When installs break other installs

From Helpful
Jump to navigation Jump to search

This article/section is a stub — some half-sorted notes, not necessarily checked, not necessarily correct. Feel free to ignore, or tell me about it.

Virtual environments and packaging

The problem: when installs break other installs

Language agnostic packaging · App images

Python packaging · Ruby packaging · Rust packaging · R packaging

Intro

When people give each other programs, even those with some sort of customized install script, a lot of them have the habit of just putting their own binaries, libraries, and/or package paths in front of everything else.

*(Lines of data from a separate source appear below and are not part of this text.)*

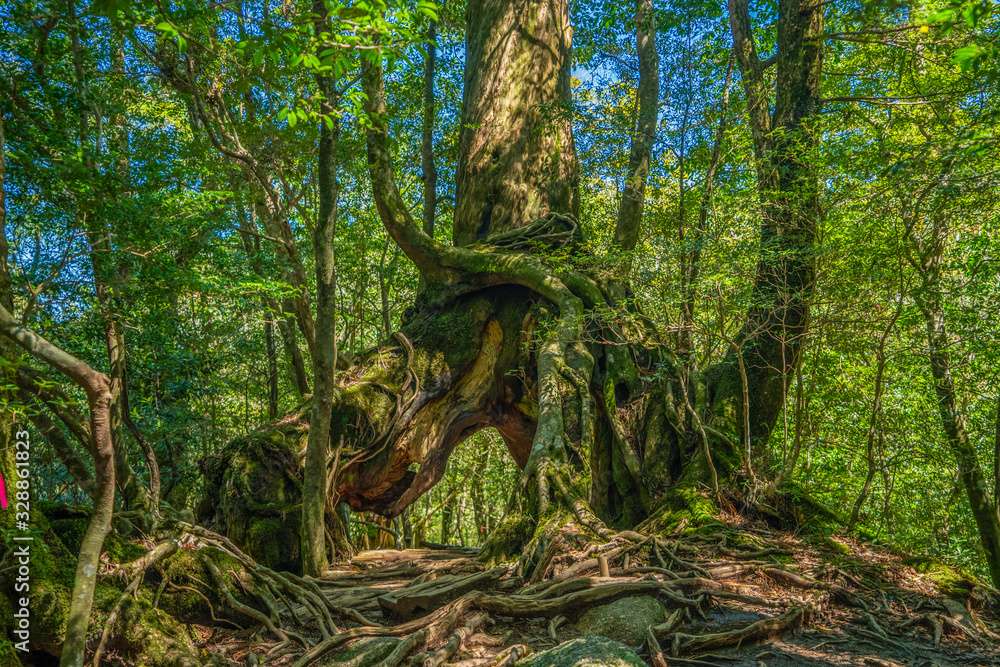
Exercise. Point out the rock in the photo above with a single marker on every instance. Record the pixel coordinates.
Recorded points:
(590, 651)
(625, 620)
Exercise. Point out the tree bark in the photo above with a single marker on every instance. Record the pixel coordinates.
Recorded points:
(644, 132)
(516, 157)
(97, 387)
(930, 298)
(788, 188)
(427, 138)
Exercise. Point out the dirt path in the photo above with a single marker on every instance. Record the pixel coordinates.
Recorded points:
(733, 595)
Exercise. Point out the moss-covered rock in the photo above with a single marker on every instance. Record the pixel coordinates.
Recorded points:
(950, 580)
(625, 620)
(253, 492)
(592, 651)
(8, 654)
(683, 508)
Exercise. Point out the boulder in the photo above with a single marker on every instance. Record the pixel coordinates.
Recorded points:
(625, 620)
(590, 651)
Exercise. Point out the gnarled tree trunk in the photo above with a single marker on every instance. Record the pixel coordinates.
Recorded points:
(508, 334)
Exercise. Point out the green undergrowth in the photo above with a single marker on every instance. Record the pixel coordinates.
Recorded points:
(143, 635)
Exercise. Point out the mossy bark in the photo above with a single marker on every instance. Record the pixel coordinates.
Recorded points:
(520, 328)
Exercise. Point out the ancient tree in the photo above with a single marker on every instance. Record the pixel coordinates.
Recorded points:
(518, 328)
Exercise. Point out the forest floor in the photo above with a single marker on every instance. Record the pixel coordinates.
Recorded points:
(735, 593)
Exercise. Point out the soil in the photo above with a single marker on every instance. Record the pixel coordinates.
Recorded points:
(830, 601)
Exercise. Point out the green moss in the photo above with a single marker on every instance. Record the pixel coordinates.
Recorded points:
(950, 580)
(151, 638)
(626, 620)
(685, 508)
(364, 653)
(8, 654)
(508, 538)
(49, 613)
(591, 651)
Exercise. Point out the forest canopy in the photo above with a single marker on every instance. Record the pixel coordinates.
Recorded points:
(287, 284)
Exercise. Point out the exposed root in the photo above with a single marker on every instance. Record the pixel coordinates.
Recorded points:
(755, 632)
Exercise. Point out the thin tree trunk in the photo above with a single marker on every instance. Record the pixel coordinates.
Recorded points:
(644, 132)
(314, 482)
(272, 367)
(996, 459)
(97, 387)
(931, 300)
(427, 140)
(874, 420)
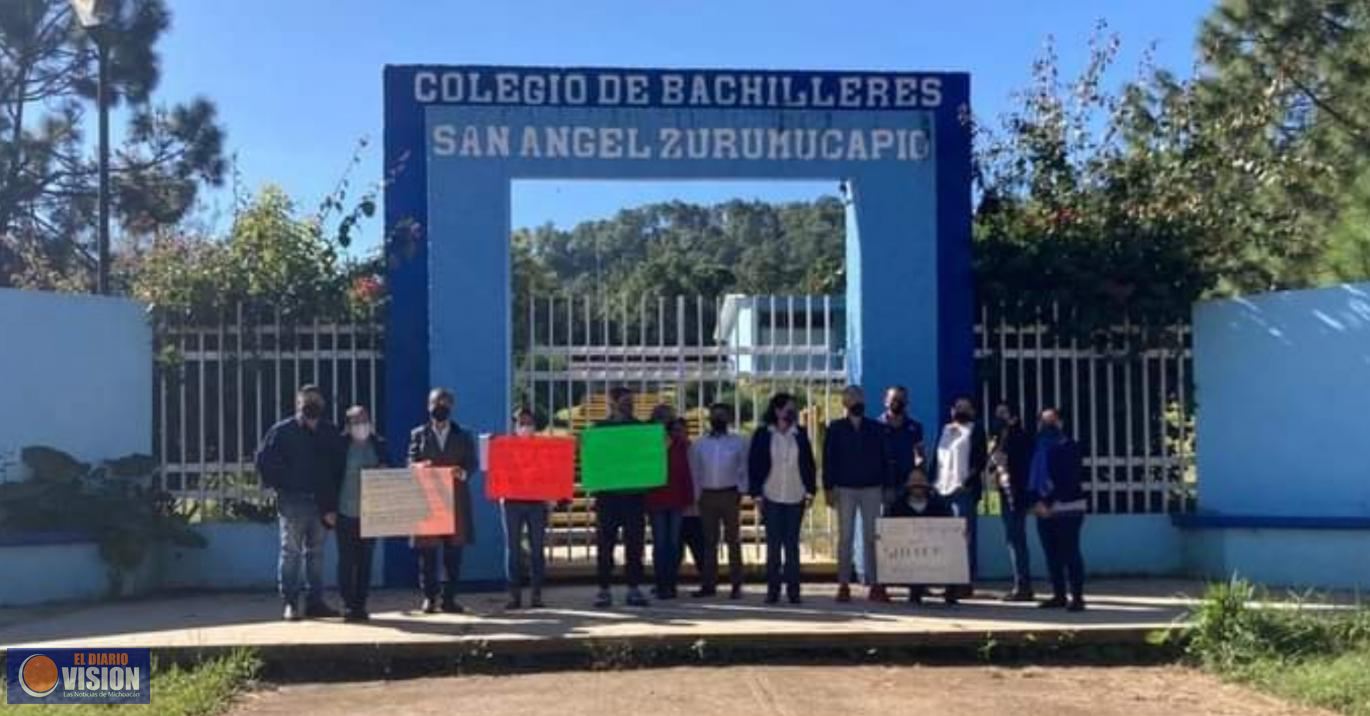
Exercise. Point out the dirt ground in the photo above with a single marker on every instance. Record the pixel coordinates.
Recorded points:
(788, 692)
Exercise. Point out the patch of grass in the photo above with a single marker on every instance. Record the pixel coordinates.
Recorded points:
(203, 689)
(1303, 652)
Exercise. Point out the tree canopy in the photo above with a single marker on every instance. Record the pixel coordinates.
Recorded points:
(48, 69)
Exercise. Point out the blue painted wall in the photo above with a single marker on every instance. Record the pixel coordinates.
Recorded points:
(1283, 382)
(77, 375)
(448, 222)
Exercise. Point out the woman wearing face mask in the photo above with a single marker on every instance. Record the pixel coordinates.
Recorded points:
(519, 516)
(782, 478)
(962, 456)
(365, 451)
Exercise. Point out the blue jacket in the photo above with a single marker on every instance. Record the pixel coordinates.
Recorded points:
(295, 459)
(906, 446)
(758, 462)
(858, 457)
(1056, 470)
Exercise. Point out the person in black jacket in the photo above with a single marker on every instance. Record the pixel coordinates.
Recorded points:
(918, 500)
(1009, 467)
(300, 459)
(784, 479)
(856, 478)
(363, 451)
(443, 442)
(1058, 499)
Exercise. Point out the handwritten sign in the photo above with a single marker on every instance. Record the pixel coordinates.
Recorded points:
(922, 551)
(407, 501)
(624, 457)
(530, 468)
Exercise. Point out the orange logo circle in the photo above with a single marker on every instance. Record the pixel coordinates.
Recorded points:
(39, 675)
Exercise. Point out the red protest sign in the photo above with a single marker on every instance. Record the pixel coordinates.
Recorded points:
(530, 468)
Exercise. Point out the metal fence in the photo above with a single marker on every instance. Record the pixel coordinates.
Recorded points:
(218, 388)
(1125, 396)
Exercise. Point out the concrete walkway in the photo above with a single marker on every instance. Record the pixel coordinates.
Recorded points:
(1121, 612)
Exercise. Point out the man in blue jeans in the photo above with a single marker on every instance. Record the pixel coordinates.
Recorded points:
(302, 459)
(962, 453)
(1009, 467)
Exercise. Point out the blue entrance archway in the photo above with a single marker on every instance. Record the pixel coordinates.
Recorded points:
(456, 137)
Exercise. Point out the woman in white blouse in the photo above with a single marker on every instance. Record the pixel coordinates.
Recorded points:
(782, 478)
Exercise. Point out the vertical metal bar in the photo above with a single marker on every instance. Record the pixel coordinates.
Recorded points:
(1148, 479)
(1093, 433)
(223, 414)
(1165, 427)
(699, 349)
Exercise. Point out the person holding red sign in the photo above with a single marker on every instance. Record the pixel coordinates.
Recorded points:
(525, 516)
(441, 442)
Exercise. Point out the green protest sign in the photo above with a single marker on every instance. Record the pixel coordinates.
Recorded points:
(622, 457)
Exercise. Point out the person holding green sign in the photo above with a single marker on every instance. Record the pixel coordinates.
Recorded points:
(622, 509)
(784, 479)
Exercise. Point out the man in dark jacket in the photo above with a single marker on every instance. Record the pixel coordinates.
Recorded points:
(300, 457)
(619, 511)
(1009, 467)
(856, 475)
(1058, 496)
(441, 442)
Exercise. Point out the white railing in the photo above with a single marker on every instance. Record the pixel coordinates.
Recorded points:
(219, 386)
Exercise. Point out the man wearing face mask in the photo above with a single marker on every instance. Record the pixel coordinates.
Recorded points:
(918, 500)
(962, 455)
(443, 442)
(300, 459)
(856, 475)
(365, 451)
(525, 516)
(718, 463)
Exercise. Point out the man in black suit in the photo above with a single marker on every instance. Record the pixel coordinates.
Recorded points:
(443, 442)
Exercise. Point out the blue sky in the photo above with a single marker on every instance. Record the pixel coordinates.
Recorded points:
(299, 81)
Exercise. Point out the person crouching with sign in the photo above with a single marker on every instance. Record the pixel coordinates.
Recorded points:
(918, 500)
(519, 515)
(365, 451)
(441, 442)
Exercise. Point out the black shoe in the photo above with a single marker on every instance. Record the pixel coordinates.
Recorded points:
(321, 611)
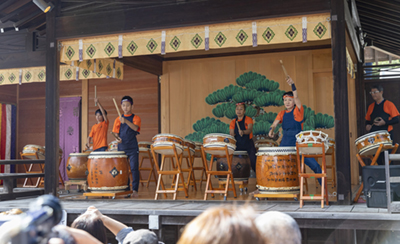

Which can break other software (occasionally even system utilities)
  • Alternatively, it creates a mess of instructions
("yeah it overrides the system package directory, so install everything into that as well. Oh, the fix is simple, just learn this environment hacking tool", or "yeah you need to ensure it is not distracted by seeing a system MPI at install time but, then it will still work correctly at runtime, maybe we should fix that, but other than an error that isn't really an error it isn't broken sooo", or "oh it works on my system, which distribution do you use? Hmmm, which version? Hmm, what did you install before? Hmm, yeah I don't know maybe try uninstall and reinstall?")

And you might even manage that on your one workstation, in a "fiddle until it works" way.

But when your everyday involves distributing software to varied computers, shared production environment where new versions come in steadily, a bunch of niche/custom software, or clusters?

Good luck with your sanity, and/or your helpdesk's sanity.



When you start addressing this, you find out that other interests share the same problems:

  • Installation in user environments
  • installing in dev environments
  • starting your own projects
  • packaging software for other people


Solution 1: Avoid the problem by using someone else's solution

Software installed by your OS package manager tends to not create conflicts within the software that same package manager installed

...in part because the packages have had to follow specific rules to become that package in the first place.
...in part because the package manager might still manage (or at least point out) minor conflicts that still happen

(until you start mixing package managers, but surely that's not everyday practice, right? /s)


Upside:

  • generally just works
because you are offloading a lot of design and consideration to package maintainers

Limitation:

  • the willingness for package maintainers to do this work is roughly proportional to personal and public benefit
they are not going to do your work for you and your less-usual software
Either become one of them, or use something else.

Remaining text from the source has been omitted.